Guest commentary by Nicola Redwood
David Cameron and George Osborne as part of the general election campaign in 2010 repeatedly pledged that there would be no more of the tiresome, meddlesome, top-down reorganisations that had dominated in the NHS in the previous decade.
Later that year, a white paper came out, Liberating the NHS, and it became clear this would become the biggest top-down reorganisation in the NHS had ever seen. So much for that pledge
At the time, I was working in IT for Greenwich Teaching PCT and a Unite Workplace rep.
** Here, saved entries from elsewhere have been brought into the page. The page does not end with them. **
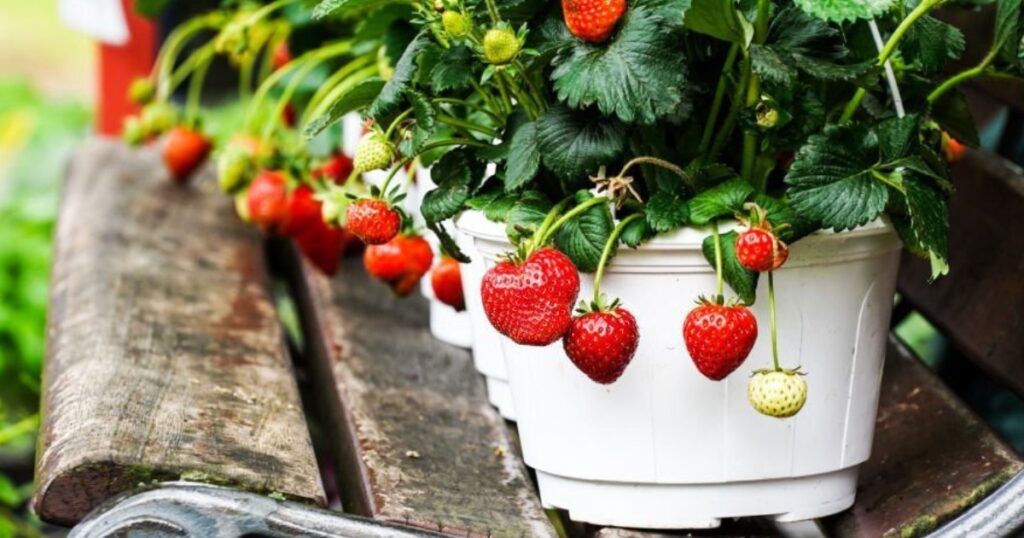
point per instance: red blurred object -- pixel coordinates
(119, 66)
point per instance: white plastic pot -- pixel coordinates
(446, 324)
(664, 447)
(487, 354)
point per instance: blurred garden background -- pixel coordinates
(46, 85)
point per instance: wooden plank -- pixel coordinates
(931, 460)
(166, 359)
(416, 439)
(977, 305)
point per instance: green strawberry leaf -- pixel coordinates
(638, 77)
(1008, 30)
(953, 115)
(741, 280)
(834, 179)
(932, 44)
(574, 145)
(456, 173)
(448, 244)
(525, 215)
(392, 92)
(843, 10)
(360, 95)
(454, 69)
(636, 233)
(524, 157)
(800, 43)
(583, 238)
(666, 212)
(719, 18)
(724, 200)
(928, 230)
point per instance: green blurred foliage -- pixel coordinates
(37, 136)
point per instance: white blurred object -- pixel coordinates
(102, 19)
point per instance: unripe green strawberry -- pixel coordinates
(455, 24)
(373, 153)
(132, 131)
(141, 91)
(158, 118)
(501, 46)
(778, 394)
(235, 166)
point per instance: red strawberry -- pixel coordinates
(288, 115)
(338, 168)
(593, 21)
(400, 262)
(446, 282)
(267, 200)
(373, 220)
(531, 302)
(602, 343)
(282, 54)
(758, 249)
(303, 211)
(184, 151)
(324, 245)
(719, 337)
(952, 148)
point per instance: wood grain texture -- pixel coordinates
(416, 439)
(978, 304)
(931, 460)
(165, 356)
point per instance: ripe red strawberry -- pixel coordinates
(184, 152)
(593, 21)
(719, 337)
(337, 169)
(531, 301)
(324, 245)
(446, 282)
(303, 210)
(282, 54)
(373, 220)
(267, 200)
(602, 343)
(758, 249)
(953, 150)
(400, 262)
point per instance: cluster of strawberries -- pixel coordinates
(529, 299)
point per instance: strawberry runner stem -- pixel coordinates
(771, 320)
(609, 247)
(720, 280)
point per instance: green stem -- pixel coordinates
(771, 320)
(18, 428)
(609, 247)
(425, 149)
(196, 91)
(887, 51)
(464, 124)
(960, 78)
(716, 106)
(576, 211)
(720, 279)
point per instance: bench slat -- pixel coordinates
(166, 359)
(931, 460)
(977, 305)
(416, 439)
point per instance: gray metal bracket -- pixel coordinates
(182, 508)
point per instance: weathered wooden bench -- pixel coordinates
(171, 405)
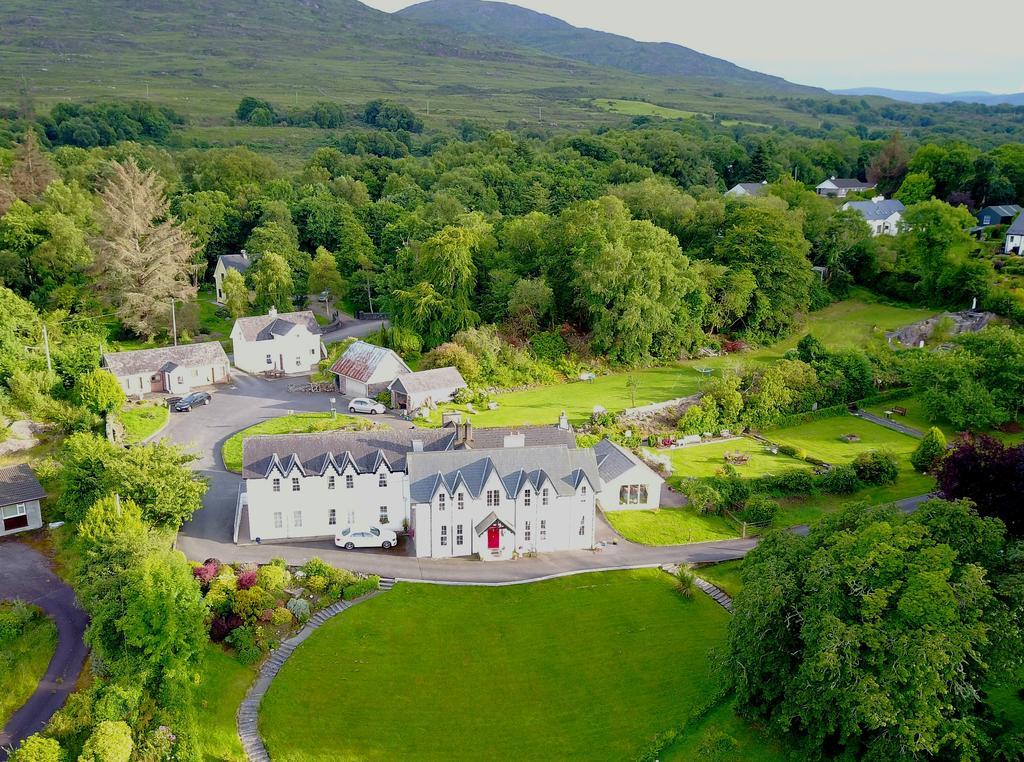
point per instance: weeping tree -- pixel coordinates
(144, 259)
Then came the provider split. I was involved as Staff Side Chair in endless meetings whilst decisions were made on our future path.
I ended up in an IT role in NHS South East London PCT cluster after the biggest and most complex HR transition change management I’d ever been involved in as a rep.
It was a difficult time and we lost quite a few people in the process through redundancy or resignation. I never wanted to go through anything like that again.
But on 1st April 2013 I found myself working for something called a Commissioning Support Unit (CSU) when the Health & Social Care Act came into law.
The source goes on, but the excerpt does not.